The Emini has been sideways for 5 months, and it is more likely to continue sideways since this month’s low reversed up from above the moving average without touching the moving average. That means that the magnetic pull from the moving average will still tend to limit the upside potential, despite the strong reversal of the past month.
The weekly S&P500 Emini candle chart had a bull breakout and trend reversal after last week’s moving average gap bar
This week was a strong breakout above last week’s high and it is therefore a strong entry bar for the bulls who bought the move about last week’s high. Last week was the first moving average gap bar (a bar with its high below the moving average) in a bull trend that has gone on for a long time (over a hundred bars = weeks). This usually leads to the final leg of the bull trend before a major trend reversal forms and leads to a pullback having at least two legs and lasting at least 10 bar. The reversal down can come from above or below the bull high (the September high).
The Emini weekly chart is in a strong bull trend and it does not have to form a trend reversal on the test of the high. However, that is what happens 60% of the time after a gap bar forms late in a bull trend. Most of these reversal lead to trading ranges, but about 40% lead to trend reversals that last at least 10 – 20 bars.
The daily S&P500 Emini candle chart has reversed up strongly and should test the October 6 and 8 lower highs next week
The daily Emini chart has a strong bull breakout. This means that the first reversal down will probably be bought and be followed by a second leg up. The Emini should get above the October 8 lower high next week and possibly the October 6 high as well. It might do this after Wednesday’s FOMC report. However, when there are two resistance levels near one another, the market sometimes goes above one and not the other. It then transitions into a trading range.
Also, traders have to remember that the selloff in the first half of the month was very strong. when the market sells off strongly and then reverses strongly, it usually then goes sideways for many bar. The reversal up has been so strong that it might continue up to a new high and then for a measured move up. However, until it breaks strongly above the all-time high, there is a reasonable chance that this rally will fail and create a major trend reversal.

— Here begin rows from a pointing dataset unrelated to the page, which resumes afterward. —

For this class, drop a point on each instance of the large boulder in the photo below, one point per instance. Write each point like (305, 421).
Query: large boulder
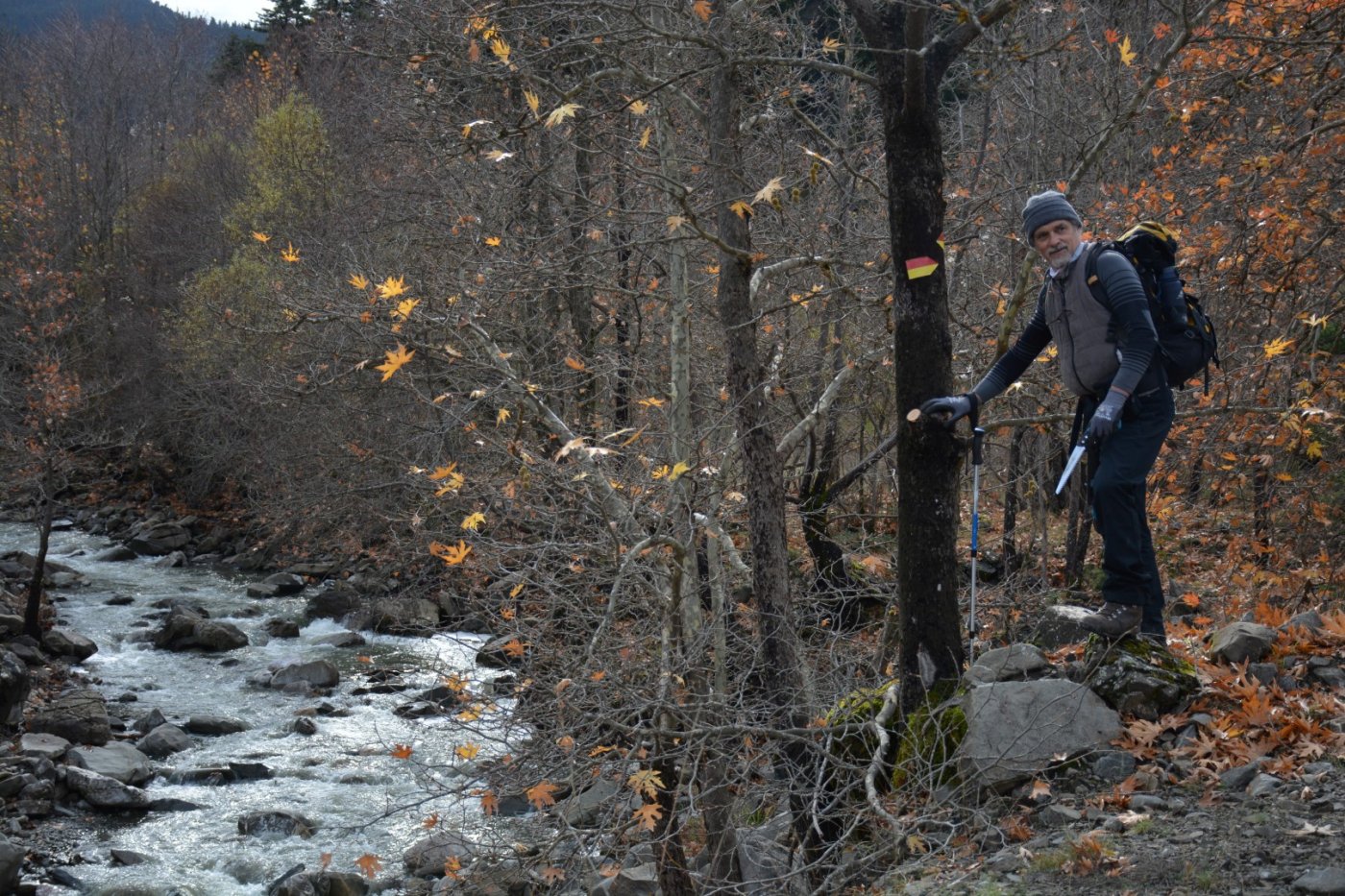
(13, 688)
(184, 628)
(158, 540)
(103, 791)
(62, 642)
(117, 761)
(80, 715)
(1136, 677)
(1015, 729)
(316, 673)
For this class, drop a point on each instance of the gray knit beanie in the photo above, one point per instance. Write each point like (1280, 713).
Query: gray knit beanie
(1045, 207)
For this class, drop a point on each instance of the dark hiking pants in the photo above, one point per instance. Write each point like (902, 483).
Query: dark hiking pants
(1130, 570)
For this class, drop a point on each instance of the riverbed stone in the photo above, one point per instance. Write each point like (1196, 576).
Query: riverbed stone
(1017, 728)
(62, 642)
(276, 822)
(15, 684)
(80, 715)
(117, 761)
(103, 791)
(43, 745)
(163, 741)
(11, 864)
(215, 725)
(159, 539)
(318, 673)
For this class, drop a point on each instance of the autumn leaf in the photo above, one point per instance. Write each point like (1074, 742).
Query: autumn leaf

The bears want this rally to fail and form a double top with the all-time high, or a lower high major trend reversal, which would be a right shoulder of a head and shoulders top. The bulls want the breakout above the high and then a measured move up. Although that is not likely when the monthly chart is this overbought, it is possible. Traders always have to consider both the bull and bear cases since the probability for both is almost always at least 40%, and it is usually about 50%.